Done and done :) I like that better, and yes it does
make more sense.
> > Asipirate:
> > th dh th dh t dh
> > ph bh ph bh p bh
> > kh gh kh h k h
> >
>
> I'd expect all the voiced aspirates to become
> fricatives like gh did, maybe
> with devoicing, which would mean dh > T and bh > p\.
> That would introduce
> voiceless equivalents to some of the voiced
> fricatives you showed above and
> would put more balance in the system.
One question then, would it make sense for T and p\ to
become revoiced and defricativized at anytime? There
has to be a /d/ and a /b/ in later stages of the
language, and the /d/ from /t?/ is rather
unstable...tending toward /l/ in certain environments.
> > Labial:
> > tw dw pw nw dw nw
> > pw bw pw w bw w
> > kw gw kw w gw w
Mabye:
tw > kw dw > nw
pw > kw bw > mw
kw > kw gw > Nw
later on changing in other nefarious ways. The thing
is, there needs to be a medial /nw/ somewhere down the
line but then again there's no /mw/ or /Nw/ medially,
so those would have had to change... I suppose /nw/
could be a cluster rather than a unit...which would
help things.
> > Glottal:
> > t? d d
> > p? b b
> > k? g g
> >
>
> Agreed.
>
> > Pre-Nasal:
> > nt nd t nd n n
> > mp mb p b m m
> > Nk Ng Nk Ng Nk Ng
> >
>
> Not sure about it here. You prenasals seem to behave
> a bit independently from
> each other, which is quite unlikely. As I already
> said, sound changes prefer to
> apply to groups of sounds rather than differently to
> each sound. Also, in final
> position I'd expect Ng and Nk to become N if all the
> others lose the stop too.
Could it be that prenasals weren't a class of sounds
then? Since I only really need /nd/, /Nk/ and /Ng/ in
Silinestic, maybe they were just clusters?
> > Initially: Finally:
> > d > l (or d) d
>
> When does it become l and when does it stay d?
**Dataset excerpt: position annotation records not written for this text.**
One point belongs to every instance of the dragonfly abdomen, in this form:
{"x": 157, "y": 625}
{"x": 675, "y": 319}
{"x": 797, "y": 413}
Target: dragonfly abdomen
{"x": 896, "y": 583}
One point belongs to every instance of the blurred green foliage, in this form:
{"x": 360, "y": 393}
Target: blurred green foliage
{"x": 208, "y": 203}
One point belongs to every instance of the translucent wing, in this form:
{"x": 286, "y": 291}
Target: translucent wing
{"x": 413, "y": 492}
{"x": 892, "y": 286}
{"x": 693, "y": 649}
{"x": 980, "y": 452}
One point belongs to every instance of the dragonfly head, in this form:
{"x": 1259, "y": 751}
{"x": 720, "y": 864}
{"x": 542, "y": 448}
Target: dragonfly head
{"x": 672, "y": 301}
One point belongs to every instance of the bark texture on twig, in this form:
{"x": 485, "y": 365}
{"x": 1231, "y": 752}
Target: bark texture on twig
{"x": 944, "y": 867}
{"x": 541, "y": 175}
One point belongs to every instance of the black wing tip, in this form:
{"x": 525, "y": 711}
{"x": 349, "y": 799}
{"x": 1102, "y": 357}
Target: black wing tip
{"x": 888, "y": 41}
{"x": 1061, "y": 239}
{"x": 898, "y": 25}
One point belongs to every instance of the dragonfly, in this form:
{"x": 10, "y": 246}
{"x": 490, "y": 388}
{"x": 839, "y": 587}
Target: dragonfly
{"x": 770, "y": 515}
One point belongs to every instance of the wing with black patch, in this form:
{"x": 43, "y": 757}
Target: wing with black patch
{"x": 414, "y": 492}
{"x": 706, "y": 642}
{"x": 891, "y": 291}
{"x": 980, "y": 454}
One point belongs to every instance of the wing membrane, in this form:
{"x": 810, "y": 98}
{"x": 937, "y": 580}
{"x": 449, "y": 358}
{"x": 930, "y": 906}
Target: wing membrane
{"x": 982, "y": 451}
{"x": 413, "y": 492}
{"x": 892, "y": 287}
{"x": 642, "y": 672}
Ah, that's still something that needs working
on....I'm not sure. I'm toying with the idea of
dialectal variation.
> > Everywhere:
> > dh > d
> > bh > bh
> > h > -
> >
>
> I doubt such a rare type as a voiced aspirate would
> stay only for *one*
> consonant. Voiced aspirates are rare, and no system
> is known to have voiced
> aspirates without the voiceless ones (PIE is an
> exception but since it's a
> reconstruction it doesn't count as we don't know if
> the reconstructed voiced
> aspirates were indeed voiced aspirates or something
> else), and even less to
> have a single voiced aspirate. If you have dh > d,
> automatically you'd have bh
> > b
It makes sense...and there's no daughter language of
Silinestic which doesn't treat /bh/ and /b/
differently anyways, so.... /bh/ goes to /b/ done. :)
Do the proposed answers to your questions work better?